Peki sizi müziğe iten yaşadıklarınız bu acılar mı?
Uzun yıllar söylenen ağıtlar, benim üzerimde büyük etki yarattı. Bende bu etkiyle acımı ve derdimi müzik yoluyla anlatmaya başladım. Onun için bu albüm benim ve benim gibi binlerce yakınını kaybedenlerin dili ve duygusudur. 30 yıllık mücadele sürecinde her Kürt sanatçı devrimin müziğini yapmaya çalıştı. Bu konuda iyi eserler de ortaya çıktı. Bende devrimin bu tarafına dair birşeyler söylemeye çalıştım
Bu kadar acı ve ağıt dolu parçaların içerisinde YPG ve Kobanê direnişini anlatan eserler de var...
Kürtlerin özgürlük mücadelesi sadece acılarla dolu bir tarih değil. Zafer, sevinç, acı ve ölüm iç içe bir tarihtir. Kobanê ve Şengal’de büyük zaferler elde edildi. Dünyayı kendisini hayran bıraktıran destanlar yazıldı. Bende bu albümde çocuklarını yitiren annelerinin ağıtlarının yanında o çocukların destansı direnişine yer verdim.
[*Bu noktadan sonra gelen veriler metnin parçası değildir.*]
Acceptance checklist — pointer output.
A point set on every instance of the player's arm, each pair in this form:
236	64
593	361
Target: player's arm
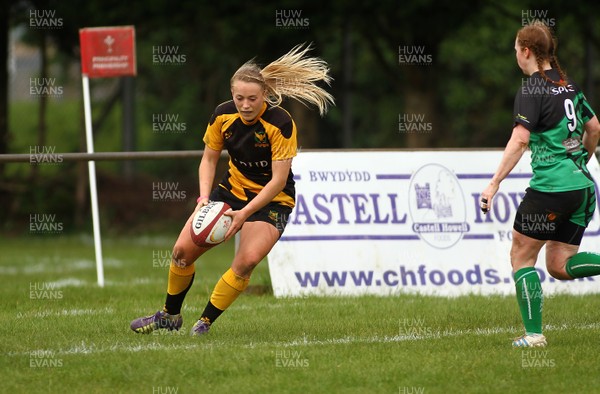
206	173
590	137
513	152
280	170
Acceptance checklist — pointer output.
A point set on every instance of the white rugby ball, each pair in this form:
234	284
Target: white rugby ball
209	225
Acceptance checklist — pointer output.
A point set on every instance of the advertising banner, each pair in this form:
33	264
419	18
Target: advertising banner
392	222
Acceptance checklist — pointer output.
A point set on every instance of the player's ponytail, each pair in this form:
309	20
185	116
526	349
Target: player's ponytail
539	39
292	75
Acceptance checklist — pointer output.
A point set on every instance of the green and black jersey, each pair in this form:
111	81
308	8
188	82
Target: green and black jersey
555	116
252	148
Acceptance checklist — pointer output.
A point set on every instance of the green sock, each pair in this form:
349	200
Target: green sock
530	299
583	264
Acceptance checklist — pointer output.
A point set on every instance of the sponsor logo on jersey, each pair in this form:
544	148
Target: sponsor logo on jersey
260	139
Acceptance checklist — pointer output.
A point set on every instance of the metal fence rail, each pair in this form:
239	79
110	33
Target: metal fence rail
104	156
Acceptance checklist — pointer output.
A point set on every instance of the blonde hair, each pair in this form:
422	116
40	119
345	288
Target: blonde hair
292	75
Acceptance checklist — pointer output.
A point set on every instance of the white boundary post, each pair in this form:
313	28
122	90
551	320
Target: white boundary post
87	108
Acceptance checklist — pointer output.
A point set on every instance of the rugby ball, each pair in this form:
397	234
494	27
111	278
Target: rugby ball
209	225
Yine albümde Kürt geleneksel folklorik eserleride yer alıyor. Sonuçta bu albüm bir bütün olarak halkımızın kültürü ve içerisinde geçtiği süreci anlatıyor.
Evet biraz bu konseptten bahsedebilir misiniz? Direniş, ağıt ve folklorik eserlerin harmanlanmasının nedeni nedir?
Kürt halkının kültüründe folklor çok önemli bir yerdedir. Ben Varto’luyum. Serhad’ın 200 yıllık bilinen parçalarını insanlarla paylaşmak istedim. Bunlar yüzyıllarca halkımız tarafından dinlenen, ilgi gören parçalar.
İçerisinde Azad’ın sevdiği parçalar var mı?
Azad, Serhad’ın klasik ve folklorik parçalarını çok sever ve söylerdi. Azad’ın sesi çok güzeldi. Tabii Azad, bu klasik parçaların yanında özellikle Koma Berxwedan’dan sanatçı Xelîl Xemgîn’in “Ey Şehîd” olmak üzere parçalarını okurdu. Bir anlamda bu albüm o ve onun arkadaşlarının anısına yapılmıştır.